Manque de bol : le jour où le film devait être projeté, le fils de Santo serait intervenu auprès de Guillermo del Toro en exigeant qu'il lui remette la copie ! Santo Junior aurait en effet expliqué que les films de son padre constituaient des divertissements familiaux, et que la projection d'un tel film pouvait nuire à l'image "tous publics" des Santo Père & Fils… Etrangement, quelque temps plus tard, une chaîne câblée mexicaine a finalement diffusé la chose à plusieurs reprises, et des enregistrements circulent depuis sur le web. Santo Junior a t-il monnayé la copie auprès de la chaîne de télévision ? L'intéressé s'en défend, mais rien n'empêche de le supposer. Pour le cinéphile, l'essentiel est là : cette version érotique est visible, son existence définitivement avérée. N'empêche, il est dommage que del Toro ait dû lâcher cette copie, entre les mains d'un passionné comme lui El vampiro y el sexo aurait peut-être pu faire l'objet d'une chouette édition DVD.


- John Nada -
Moyenne : 3.14 / 5
John Nada
NOTE
3/ 5
Rico
NOTE
3.5/ 5
Nikita
NOTE
2.5/ 5
Kobal
NOTE
3.5/ 5
Drexl
NOTE
2.5/ 5
Hermanniwy
NOTE
3/ 5
Jack Tillman
NOTE
4/ 5

Cote de rareté - 2/ Trouvable

Barème de notation

Santo n'a jamais connu le succès qu'il méritait en France. Seuls 8 films de la saga sont sortis chez nous et encore, en affublant parfois Santo du surnom de Superman (comme dans Superman contre les femmes vampires). Celui-là fait presque office d'exception, le catcheur ayant conservé son véritable nom.

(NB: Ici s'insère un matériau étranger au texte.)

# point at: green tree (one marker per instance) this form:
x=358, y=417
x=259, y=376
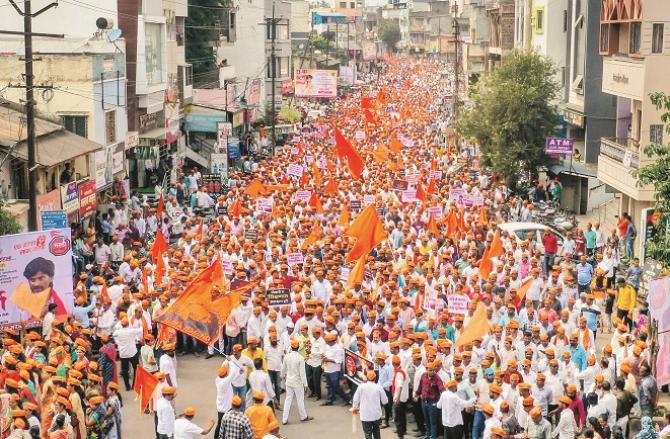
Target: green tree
x=512, y=114
x=201, y=33
x=656, y=174
x=389, y=33
x=8, y=224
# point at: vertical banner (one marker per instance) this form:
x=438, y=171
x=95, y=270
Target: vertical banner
x=35, y=271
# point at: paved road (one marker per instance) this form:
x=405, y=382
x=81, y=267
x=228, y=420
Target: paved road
x=196, y=379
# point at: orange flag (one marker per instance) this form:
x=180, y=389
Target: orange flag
x=255, y=188
x=485, y=265
x=345, y=150
x=144, y=386
x=396, y=145
x=331, y=188
x=313, y=237
x=356, y=273
x=496, y=246
x=203, y=307
x=235, y=209
x=432, y=227
x=420, y=194
x=369, y=232
x=521, y=293
x=343, y=220
x=161, y=207
x=478, y=326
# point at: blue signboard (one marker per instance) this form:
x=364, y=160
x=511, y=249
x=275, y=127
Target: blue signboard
x=53, y=219
x=234, y=147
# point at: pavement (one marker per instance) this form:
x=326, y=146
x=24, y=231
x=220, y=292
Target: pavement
x=195, y=377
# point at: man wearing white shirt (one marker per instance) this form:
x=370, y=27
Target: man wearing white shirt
x=368, y=402
x=224, y=394
x=184, y=428
x=165, y=414
x=293, y=369
x=452, y=406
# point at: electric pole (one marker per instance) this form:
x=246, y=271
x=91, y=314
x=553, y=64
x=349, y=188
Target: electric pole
x=28, y=15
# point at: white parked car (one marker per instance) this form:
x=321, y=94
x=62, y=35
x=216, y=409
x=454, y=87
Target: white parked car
x=521, y=231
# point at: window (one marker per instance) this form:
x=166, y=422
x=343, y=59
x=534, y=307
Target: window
x=657, y=38
x=604, y=38
x=76, y=124
x=110, y=126
x=635, y=31
x=153, y=33
x=539, y=20
x=656, y=134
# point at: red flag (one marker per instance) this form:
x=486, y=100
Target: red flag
x=345, y=150
x=203, y=307
x=161, y=207
x=145, y=384
x=369, y=232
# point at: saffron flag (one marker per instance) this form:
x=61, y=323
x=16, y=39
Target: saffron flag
x=478, y=326
x=313, y=237
x=356, y=273
x=369, y=232
x=331, y=188
x=145, y=384
x=159, y=246
x=496, y=246
x=255, y=188
x=346, y=151
x=203, y=307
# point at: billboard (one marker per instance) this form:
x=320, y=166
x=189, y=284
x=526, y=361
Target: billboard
x=315, y=83
x=35, y=271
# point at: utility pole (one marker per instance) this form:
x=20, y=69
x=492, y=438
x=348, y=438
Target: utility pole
x=457, y=46
x=30, y=102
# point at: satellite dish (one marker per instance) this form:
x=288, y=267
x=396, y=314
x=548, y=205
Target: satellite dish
x=114, y=35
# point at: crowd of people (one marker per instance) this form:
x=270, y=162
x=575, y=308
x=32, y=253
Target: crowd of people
x=459, y=328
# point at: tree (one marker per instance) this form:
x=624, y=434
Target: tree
x=8, y=224
x=389, y=33
x=656, y=174
x=512, y=114
x=201, y=34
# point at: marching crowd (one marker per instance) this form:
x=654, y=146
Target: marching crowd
x=442, y=318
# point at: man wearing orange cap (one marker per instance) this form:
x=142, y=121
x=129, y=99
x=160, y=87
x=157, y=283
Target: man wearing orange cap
x=368, y=401
x=185, y=428
x=235, y=424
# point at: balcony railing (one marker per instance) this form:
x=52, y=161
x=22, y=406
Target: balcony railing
x=623, y=150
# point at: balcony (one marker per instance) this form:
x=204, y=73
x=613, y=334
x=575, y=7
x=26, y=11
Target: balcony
x=624, y=151
x=618, y=162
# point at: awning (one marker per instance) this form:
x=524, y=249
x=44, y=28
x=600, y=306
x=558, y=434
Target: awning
x=575, y=168
x=156, y=133
x=57, y=147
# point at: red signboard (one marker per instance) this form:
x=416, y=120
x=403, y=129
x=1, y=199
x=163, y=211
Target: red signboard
x=88, y=198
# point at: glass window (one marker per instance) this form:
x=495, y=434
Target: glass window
x=657, y=38
x=153, y=33
x=76, y=124
x=604, y=38
x=656, y=134
x=635, y=31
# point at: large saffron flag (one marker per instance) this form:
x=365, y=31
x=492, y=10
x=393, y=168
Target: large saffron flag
x=145, y=384
x=369, y=231
x=355, y=162
x=478, y=326
x=203, y=307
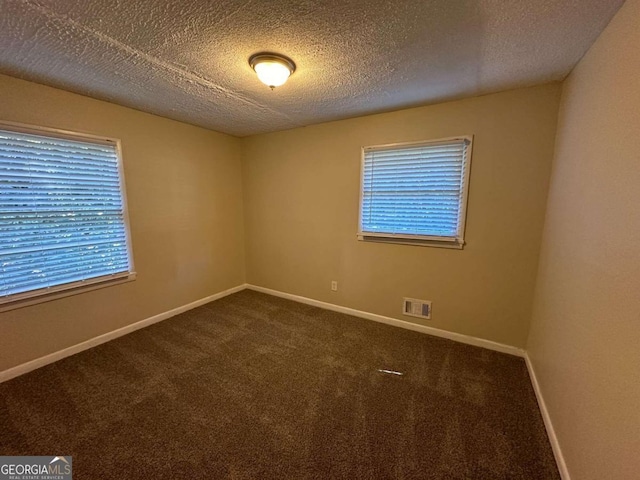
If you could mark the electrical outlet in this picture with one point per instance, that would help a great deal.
(416, 308)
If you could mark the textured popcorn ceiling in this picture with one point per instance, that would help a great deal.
(187, 60)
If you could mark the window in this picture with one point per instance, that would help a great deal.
(63, 214)
(415, 193)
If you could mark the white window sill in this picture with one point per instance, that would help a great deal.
(417, 242)
(61, 292)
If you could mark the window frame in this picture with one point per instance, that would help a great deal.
(32, 297)
(456, 242)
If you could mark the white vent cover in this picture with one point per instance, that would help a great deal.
(417, 308)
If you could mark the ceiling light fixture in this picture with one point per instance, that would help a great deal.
(272, 69)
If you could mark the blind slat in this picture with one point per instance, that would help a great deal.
(62, 218)
(414, 190)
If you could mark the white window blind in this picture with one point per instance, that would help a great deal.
(415, 192)
(63, 220)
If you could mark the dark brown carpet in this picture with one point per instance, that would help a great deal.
(254, 386)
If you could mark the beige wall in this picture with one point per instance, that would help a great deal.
(185, 206)
(301, 191)
(585, 335)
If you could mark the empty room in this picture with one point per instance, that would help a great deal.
(319, 239)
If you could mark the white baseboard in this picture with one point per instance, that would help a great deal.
(456, 337)
(553, 439)
(54, 357)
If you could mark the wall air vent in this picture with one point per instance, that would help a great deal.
(417, 308)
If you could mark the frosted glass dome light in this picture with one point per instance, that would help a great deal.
(272, 70)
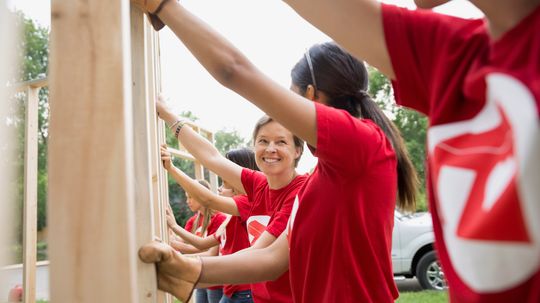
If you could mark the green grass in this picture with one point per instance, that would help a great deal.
(426, 296)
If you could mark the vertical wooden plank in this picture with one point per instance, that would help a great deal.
(153, 89)
(30, 196)
(91, 194)
(144, 217)
(8, 63)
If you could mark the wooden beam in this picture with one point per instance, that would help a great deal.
(91, 184)
(30, 196)
(142, 118)
(8, 62)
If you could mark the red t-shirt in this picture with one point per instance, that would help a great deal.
(482, 99)
(341, 234)
(234, 239)
(191, 221)
(268, 209)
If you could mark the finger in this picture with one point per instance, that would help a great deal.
(154, 252)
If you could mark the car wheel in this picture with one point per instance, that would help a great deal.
(429, 272)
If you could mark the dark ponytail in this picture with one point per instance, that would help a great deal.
(407, 176)
(344, 80)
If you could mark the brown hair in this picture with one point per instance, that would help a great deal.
(344, 79)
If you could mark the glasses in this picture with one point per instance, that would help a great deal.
(310, 64)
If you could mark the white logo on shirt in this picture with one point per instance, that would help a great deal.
(486, 174)
(256, 225)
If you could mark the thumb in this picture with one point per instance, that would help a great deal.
(155, 252)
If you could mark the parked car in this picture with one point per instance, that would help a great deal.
(413, 252)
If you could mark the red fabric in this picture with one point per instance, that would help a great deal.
(234, 239)
(341, 233)
(482, 98)
(215, 222)
(271, 208)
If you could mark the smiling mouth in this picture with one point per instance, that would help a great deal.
(271, 160)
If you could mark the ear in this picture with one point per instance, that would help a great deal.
(311, 93)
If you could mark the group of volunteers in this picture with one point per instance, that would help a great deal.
(273, 235)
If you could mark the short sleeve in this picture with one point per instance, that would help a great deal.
(422, 44)
(244, 206)
(215, 223)
(281, 218)
(347, 143)
(189, 224)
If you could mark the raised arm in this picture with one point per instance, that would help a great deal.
(232, 69)
(356, 25)
(200, 193)
(201, 148)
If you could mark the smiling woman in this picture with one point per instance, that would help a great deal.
(271, 192)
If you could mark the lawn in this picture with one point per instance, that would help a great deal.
(426, 296)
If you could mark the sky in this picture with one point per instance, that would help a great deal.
(268, 32)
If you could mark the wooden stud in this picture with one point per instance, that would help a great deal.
(91, 184)
(142, 118)
(30, 196)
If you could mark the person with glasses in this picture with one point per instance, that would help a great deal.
(338, 240)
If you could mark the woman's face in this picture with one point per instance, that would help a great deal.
(275, 152)
(192, 204)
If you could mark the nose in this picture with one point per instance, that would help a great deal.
(271, 147)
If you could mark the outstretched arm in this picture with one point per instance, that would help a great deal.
(356, 25)
(201, 148)
(198, 242)
(200, 193)
(232, 69)
(175, 270)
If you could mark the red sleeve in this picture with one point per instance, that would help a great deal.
(215, 222)
(281, 217)
(422, 44)
(189, 223)
(244, 206)
(347, 143)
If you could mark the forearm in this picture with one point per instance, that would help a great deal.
(184, 248)
(198, 242)
(203, 194)
(253, 266)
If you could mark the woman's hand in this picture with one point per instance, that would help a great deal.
(171, 221)
(163, 110)
(226, 192)
(166, 157)
(176, 274)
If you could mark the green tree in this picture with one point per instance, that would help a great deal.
(226, 140)
(411, 124)
(33, 54)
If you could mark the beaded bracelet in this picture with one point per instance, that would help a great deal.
(174, 124)
(178, 128)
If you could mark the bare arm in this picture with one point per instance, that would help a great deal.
(253, 266)
(232, 69)
(356, 25)
(202, 149)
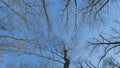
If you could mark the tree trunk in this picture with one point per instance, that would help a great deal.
(67, 61)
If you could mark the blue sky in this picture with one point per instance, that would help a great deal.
(37, 29)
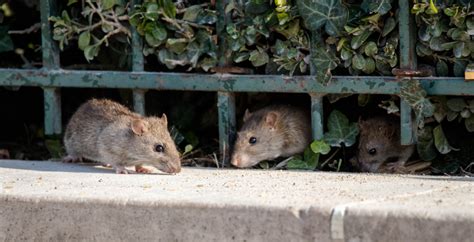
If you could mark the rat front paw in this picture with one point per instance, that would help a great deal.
(141, 169)
(121, 170)
(72, 159)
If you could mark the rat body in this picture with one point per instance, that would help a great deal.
(379, 146)
(271, 132)
(105, 131)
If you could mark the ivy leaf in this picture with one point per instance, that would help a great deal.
(415, 96)
(390, 25)
(340, 130)
(192, 13)
(177, 46)
(169, 9)
(324, 61)
(358, 40)
(84, 40)
(456, 104)
(442, 68)
(330, 14)
(259, 57)
(320, 147)
(469, 123)
(6, 43)
(91, 51)
(440, 140)
(425, 143)
(377, 6)
(108, 4)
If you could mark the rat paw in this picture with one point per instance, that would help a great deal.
(72, 159)
(121, 170)
(141, 169)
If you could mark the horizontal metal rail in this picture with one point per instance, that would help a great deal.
(226, 82)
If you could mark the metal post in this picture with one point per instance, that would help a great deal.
(317, 120)
(49, 47)
(226, 109)
(52, 95)
(52, 111)
(317, 116)
(137, 66)
(407, 31)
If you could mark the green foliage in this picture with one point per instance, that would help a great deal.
(310, 159)
(445, 30)
(265, 34)
(177, 36)
(363, 36)
(331, 14)
(340, 131)
(6, 43)
(101, 22)
(415, 96)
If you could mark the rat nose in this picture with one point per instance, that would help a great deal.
(235, 161)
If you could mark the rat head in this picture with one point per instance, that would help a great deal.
(260, 138)
(378, 138)
(151, 143)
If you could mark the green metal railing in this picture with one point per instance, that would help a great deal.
(52, 78)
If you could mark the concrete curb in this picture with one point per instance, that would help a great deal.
(54, 201)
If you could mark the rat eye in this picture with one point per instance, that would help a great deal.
(372, 151)
(252, 140)
(159, 148)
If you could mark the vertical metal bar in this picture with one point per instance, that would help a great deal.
(225, 100)
(52, 111)
(49, 47)
(220, 30)
(226, 109)
(137, 66)
(317, 115)
(317, 120)
(139, 101)
(407, 30)
(50, 51)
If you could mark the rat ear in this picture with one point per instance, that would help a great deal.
(247, 115)
(361, 123)
(271, 118)
(139, 127)
(164, 119)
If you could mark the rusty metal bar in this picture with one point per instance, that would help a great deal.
(52, 111)
(138, 64)
(227, 125)
(48, 46)
(407, 30)
(227, 83)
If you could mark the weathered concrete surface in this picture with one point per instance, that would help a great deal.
(54, 201)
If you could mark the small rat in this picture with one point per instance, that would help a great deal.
(105, 131)
(269, 133)
(379, 146)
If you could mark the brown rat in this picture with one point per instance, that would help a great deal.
(379, 145)
(105, 131)
(269, 133)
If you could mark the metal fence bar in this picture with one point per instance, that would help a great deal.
(229, 83)
(407, 32)
(317, 115)
(225, 100)
(52, 111)
(50, 51)
(317, 118)
(226, 110)
(138, 64)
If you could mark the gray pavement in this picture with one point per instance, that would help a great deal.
(41, 200)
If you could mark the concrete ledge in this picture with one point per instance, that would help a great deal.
(54, 201)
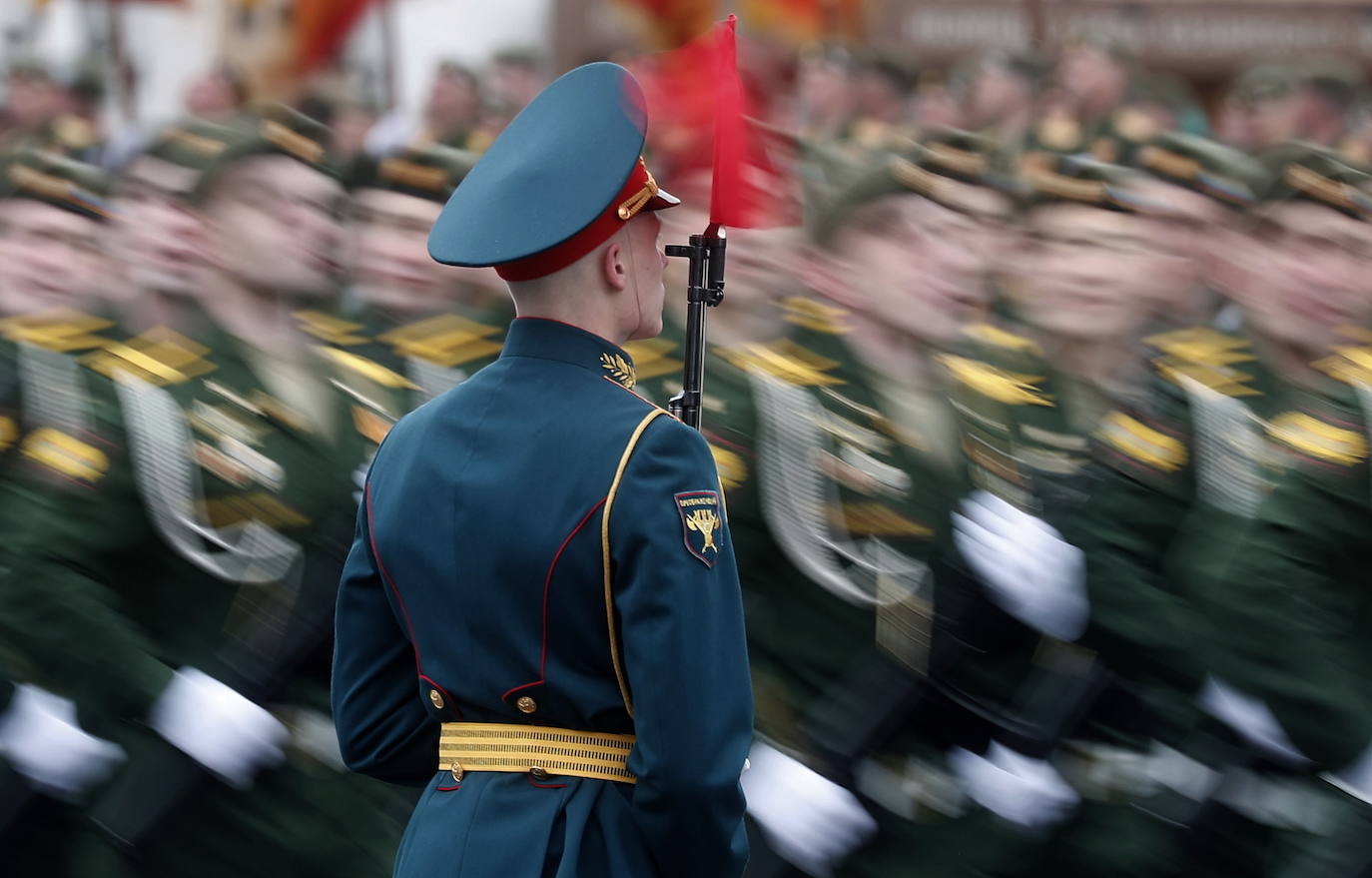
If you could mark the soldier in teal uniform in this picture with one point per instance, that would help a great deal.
(175, 553)
(539, 620)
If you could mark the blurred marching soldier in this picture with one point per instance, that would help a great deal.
(175, 555)
(1291, 625)
(414, 328)
(1306, 290)
(1209, 190)
(1093, 261)
(858, 462)
(52, 227)
(1183, 465)
(539, 620)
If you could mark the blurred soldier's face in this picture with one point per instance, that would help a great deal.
(514, 85)
(994, 95)
(760, 267)
(918, 267)
(1275, 120)
(1312, 276)
(825, 87)
(1194, 230)
(388, 250)
(454, 98)
(158, 239)
(1089, 274)
(48, 257)
(646, 263)
(213, 95)
(276, 227)
(1093, 80)
(388, 254)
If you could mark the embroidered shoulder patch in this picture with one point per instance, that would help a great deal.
(66, 455)
(1143, 443)
(1319, 439)
(700, 522)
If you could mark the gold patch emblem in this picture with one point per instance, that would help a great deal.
(619, 370)
(66, 455)
(1317, 439)
(700, 522)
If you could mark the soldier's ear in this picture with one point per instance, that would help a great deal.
(615, 264)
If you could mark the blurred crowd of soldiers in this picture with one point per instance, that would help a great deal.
(1044, 438)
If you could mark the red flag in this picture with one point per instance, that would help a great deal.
(700, 120)
(322, 26)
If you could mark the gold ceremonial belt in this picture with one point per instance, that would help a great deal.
(541, 750)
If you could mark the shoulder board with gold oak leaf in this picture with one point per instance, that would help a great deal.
(818, 316)
(329, 328)
(1352, 366)
(652, 359)
(366, 368)
(785, 361)
(158, 356)
(994, 383)
(991, 334)
(1206, 356)
(62, 330)
(1319, 438)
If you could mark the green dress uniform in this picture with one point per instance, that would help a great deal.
(180, 521)
(1288, 625)
(1181, 473)
(184, 502)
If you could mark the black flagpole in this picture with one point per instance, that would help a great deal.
(705, 289)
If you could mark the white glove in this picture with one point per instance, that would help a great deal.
(1251, 719)
(810, 821)
(1027, 792)
(41, 738)
(219, 727)
(1354, 779)
(1027, 566)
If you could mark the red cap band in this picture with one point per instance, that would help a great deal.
(637, 195)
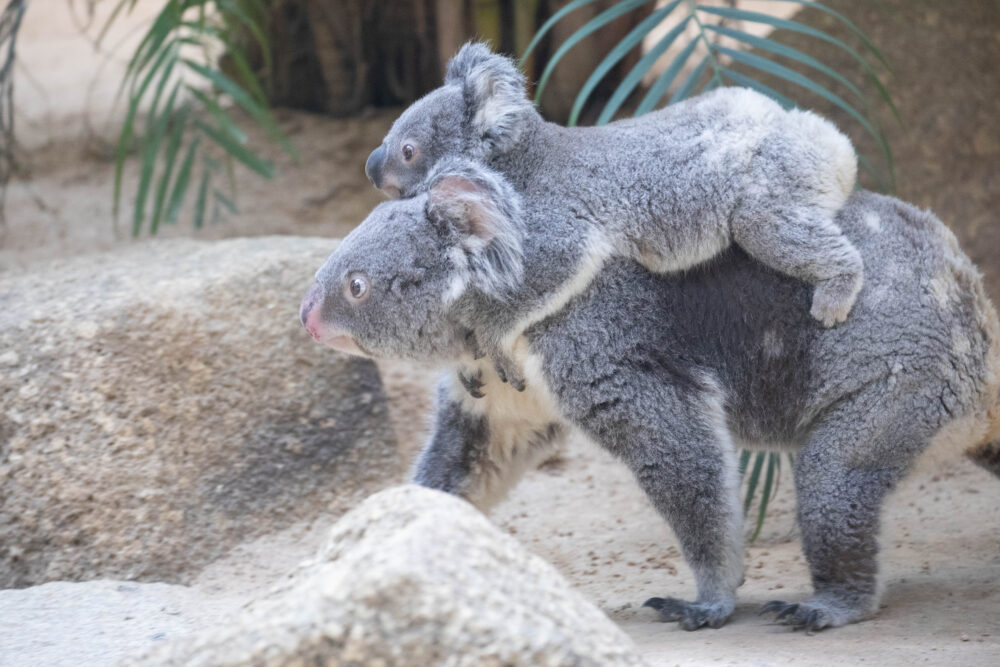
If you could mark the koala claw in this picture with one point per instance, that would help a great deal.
(473, 384)
(805, 616)
(834, 298)
(690, 615)
(505, 371)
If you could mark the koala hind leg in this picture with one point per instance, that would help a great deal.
(806, 243)
(677, 446)
(842, 476)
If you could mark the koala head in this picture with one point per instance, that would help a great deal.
(391, 287)
(479, 112)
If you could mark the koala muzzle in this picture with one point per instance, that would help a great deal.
(373, 167)
(310, 312)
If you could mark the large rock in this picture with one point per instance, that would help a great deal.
(415, 577)
(162, 404)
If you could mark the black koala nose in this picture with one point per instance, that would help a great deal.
(373, 167)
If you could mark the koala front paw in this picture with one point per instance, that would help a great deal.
(813, 615)
(833, 299)
(508, 372)
(692, 615)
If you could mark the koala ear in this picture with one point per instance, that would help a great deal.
(482, 212)
(495, 100)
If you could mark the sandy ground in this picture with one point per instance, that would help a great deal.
(941, 544)
(584, 514)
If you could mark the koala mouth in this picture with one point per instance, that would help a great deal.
(344, 343)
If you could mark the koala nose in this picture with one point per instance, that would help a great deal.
(373, 167)
(308, 305)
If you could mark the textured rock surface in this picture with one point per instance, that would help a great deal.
(415, 577)
(162, 404)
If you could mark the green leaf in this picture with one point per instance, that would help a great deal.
(179, 121)
(225, 122)
(128, 126)
(780, 49)
(662, 83)
(152, 147)
(241, 97)
(773, 463)
(770, 67)
(747, 82)
(794, 26)
(181, 182)
(202, 199)
(758, 464)
(629, 83)
(629, 42)
(853, 28)
(571, 7)
(689, 86)
(237, 150)
(599, 21)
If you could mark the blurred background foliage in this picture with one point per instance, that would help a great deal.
(206, 72)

"Bach Films" a sorti une belle édition DVD proposant les deux versions : la version habillée de 82 mn en VO avec des sous-titres français, et la version dénudée de 86 mn avec la sentencieuse VF d'époque (avec notamment les voix de Dominique Paturel, Henri Djanik et Jean-Claude Michel). En guise de bonus, des affiches et lobby cards, une featurette sur la redécouverte de la version sexy et une présentation de 20 mn par le toujours très apprécié Christophe Bier. Du tout bon !


En VHS, deux types d'éditions parfaitement fantaisistes se côtoient : il y a tout d'abord celle absurdement titrée Santo le Mutant avec un visuel piqué au film "Soultangler", sortie chez Casa (boîtier noir) et Magic Home Video (boîtier jaune).


De même chez les grigous de Columbus, grands apôtres de la jaquette volante, on retrouve ce Trésor de l'Horreur qui cache notre film sous un habillage science-fictionel totalement hors de propos puisqu'il s'agit de celui de "Manipulations" (The Brain).


En DVD, la société américaine Ventura s'est lancée dans la réédition numérique de toute la collection du catcheur masqué. C'est du zone 1 en VO espagnole sous-titrée anglais, avec quelques bonus (extraits des autres films estampillés "Best of Santo", bandes-annonces, notes de production etc.). On le trouve généralement pour une quinzaine de dollars sur les sites de vente en ligne.